Chip and system developers once considered verification as a secondary activity following the main challenge of design, with the "Designer" playing the central role in a design's success. This notion is firmly turned on its head today, as verification is the biggest component of chip hardware development budgets, schedules, staffing and risk.
With verification complexity growing faster than Moore's Law, compounded by increasing mixed-signal content and advanced low-power design techniques, the importance of verification in the chip hardware development process is certain to increase. In fact, venture capitalists have started focusing on verification costs as a factor in determining which chip startups to fund. Similarly, embedded software used to be a minor or nonexistent deliverable for typical semiconductor devices. At 45 nm and beyond, software accounts for a full 60 percent of total chip-development cost, with major implications on how chips and systems are verified. It is no surprise, then, that the International Technology Roadmap for Semiconductors (ITRS) predicts that, "Without major breakthroughs, verification will be a non-scalable, show-stopping barrier to further progress in the semiconductor industry."

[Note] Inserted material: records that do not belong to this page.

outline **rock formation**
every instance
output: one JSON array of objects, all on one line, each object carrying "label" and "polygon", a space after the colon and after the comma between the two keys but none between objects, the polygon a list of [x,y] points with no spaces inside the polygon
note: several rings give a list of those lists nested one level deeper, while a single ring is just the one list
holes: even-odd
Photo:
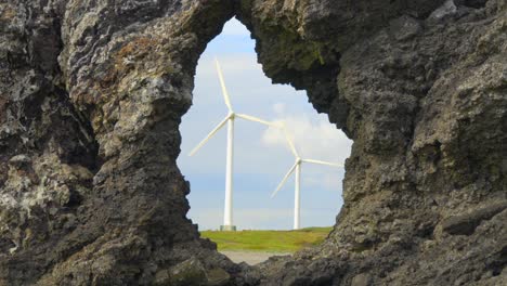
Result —
[{"label": "rock formation", "polygon": [[[353,141],[324,245],[234,264],[179,123],[236,15]],[[507,284],[505,0],[3,0],[0,285]]]}]

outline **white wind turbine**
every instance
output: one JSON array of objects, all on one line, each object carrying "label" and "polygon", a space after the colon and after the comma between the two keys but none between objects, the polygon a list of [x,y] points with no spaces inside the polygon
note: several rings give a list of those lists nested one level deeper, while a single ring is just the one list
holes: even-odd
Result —
[{"label": "white wind turbine", "polygon": [[236,226],[233,224],[233,156],[234,156],[234,120],[236,117],[246,119],[253,122],[259,122],[266,126],[275,126],[272,122],[262,120],[260,118],[249,116],[246,114],[237,114],[233,110],[231,100],[229,98],[227,90],[225,88],[225,81],[223,79],[222,70],[218,60],[214,60],[217,66],[217,73],[220,79],[220,86],[222,87],[223,99],[227,106],[229,114],[225,118],[213,129],[211,132],[188,154],[193,156],[200,147],[203,147],[208,140],[210,140],[225,123],[227,123],[227,153],[225,164],[225,204],[223,211],[223,225],[220,226],[222,231],[235,231]]},{"label": "white wind turbine", "polygon": [[294,190],[294,230],[299,230],[301,227],[301,192],[300,192],[300,184],[301,184],[301,165],[303,162],[311,162],[311,164],[317,164],[317,165],[326,165],[326,166],[332,166],[332,167],[339,167],[343,168],[343,165],[341,164],[335,164],[335,162],[329,162],[329,161],[323,161],[323,160],[314,160],[314,159],[303,159],[299,156],[298,151],[296,150],[296,146],[294,145],[292,140],[287,133],[287,129],[285,128],[285,125],[282,126],[283,133],[285,135],[285,139],[290,147],[290,152],[292,152],[294,157],[295,157],[295,162],[292,167],[290,167],[289,171],[287,174],[285,174],[284,179],[282,182],[278,184],[276,190],[271,194],[271,197],[274,197],[280,190],[282,190],[282,186],[284,186],[285,182],[287,182],[288,178],[290,174],[292,174],[296,171],[296,177],[295,177],[295,190]]}]

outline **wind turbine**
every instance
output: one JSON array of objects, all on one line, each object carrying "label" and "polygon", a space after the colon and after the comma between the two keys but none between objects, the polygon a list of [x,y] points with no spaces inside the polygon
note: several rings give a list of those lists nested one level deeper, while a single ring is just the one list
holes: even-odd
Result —
[{"label": "wind turbine", "polygon": [[284,186],[285,182],[287,182],[288,178],[296,171],[295,176],[295,190],[294,190],[294,230],[299,230],[301,227],[300,221],[301,221],[301,192],[300,192],[300,184],[301,184],[301,165],[303,162],[309,162],[309,164],[317,164],[317,165],[326,165],[326,166],[332,166],[332,167],[338,167],[338,168],[343,168],[343,165],[340,164],[335,164],[335,162],[329,162],[329,161],[323,161],[323,160],[314,160],[314,159],[303,159],[299,156],[298,151],[296,150],[296,146],[294,145],[292,140],[287,133],[287,129],[285,125],[282,126],[283,133],[285,135],[285,139],[287,141],[287,144],[289,145],[290,152],[292,153],[295,157],[295,162],[292,167],[288,170],[287,174],[285,174],[284,179],[282,182],[278,184],[276,190],[271,194],[271,197],[273,198],[280,190],[282,190],[282,186]]},{"label": "wind turbine", "polygon": [[274,126],[274,123],[262,120],[260,118],[246,115],[237,114],[234,112],[231,99],[225,88],[225,81],[223,79],[222,69],[217,58],[214,58],[214,64],[217,67],[217,73],[220,79],[220,86],[222,87],[222,94],[227,106],[229,113],[225,118],[213,129],[211,132],[200,141],[195,148],[188,154],[193,156],[200,147],[203,147],[206,142],[208,142],[222,127],[227,125],[227,150],[226,150],[226,162],[225,162],[225,204],[223,211],[223,225],[220,225],[221,231],[235,231],[236,226],[233,224],[233,157],[234,157],[234,120],[238,117],[245,120],[259,122],[265,126]]}]

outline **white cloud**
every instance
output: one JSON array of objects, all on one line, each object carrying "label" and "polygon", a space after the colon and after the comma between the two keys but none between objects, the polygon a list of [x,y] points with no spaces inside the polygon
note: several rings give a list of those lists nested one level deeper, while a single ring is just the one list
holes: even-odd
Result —
[{"label": "white cloud", "polygon": [[223,36],[250,36],[248,29],[237,18],[232,18],[223,27]]},{"label": "white cloud", "polygon": [[[343,162],[350,154],[352,141],[322,116],[311,118],[308,114],[288,114],[285,104],[276,103],[273,110],[275,120],[284,121],[289,136],[303,158]],[[287,146],[287,141],[277,128],[270,128],[262,134],[265,146]]]}]

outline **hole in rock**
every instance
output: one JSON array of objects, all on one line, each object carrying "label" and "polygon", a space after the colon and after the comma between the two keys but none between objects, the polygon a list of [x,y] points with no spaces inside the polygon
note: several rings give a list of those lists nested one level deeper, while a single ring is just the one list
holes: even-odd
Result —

The growing role of verification complexity and embedded software in the chip-development process presents many challenges to tool vendors and system designers alike. The four areas that vendors and designers must focus on to address key software-to-silicon verification challenges are:
• Verification efficiency.
• Verification performance.
• Early software development.
• Cross-domain verification.
Efficiency and performance
Chips have become almost unimaginably complex, with dozens of interacting embedded processor cores, accelerators, complex on-chip buses and high-speed external interfaces. This underlying chip complexity poses a major problem for system developers regarding how to sufficiently exercise the effectively infinite state space within a reasonable time, to find bugs that will cause costly respins or potentially kill their chips. The reasons for the exploding verification state space are well known: these designs include pervasive use of advanced power management techniques, tighter integration of analog/mixed-signal components with the digital functions and large amounts of software.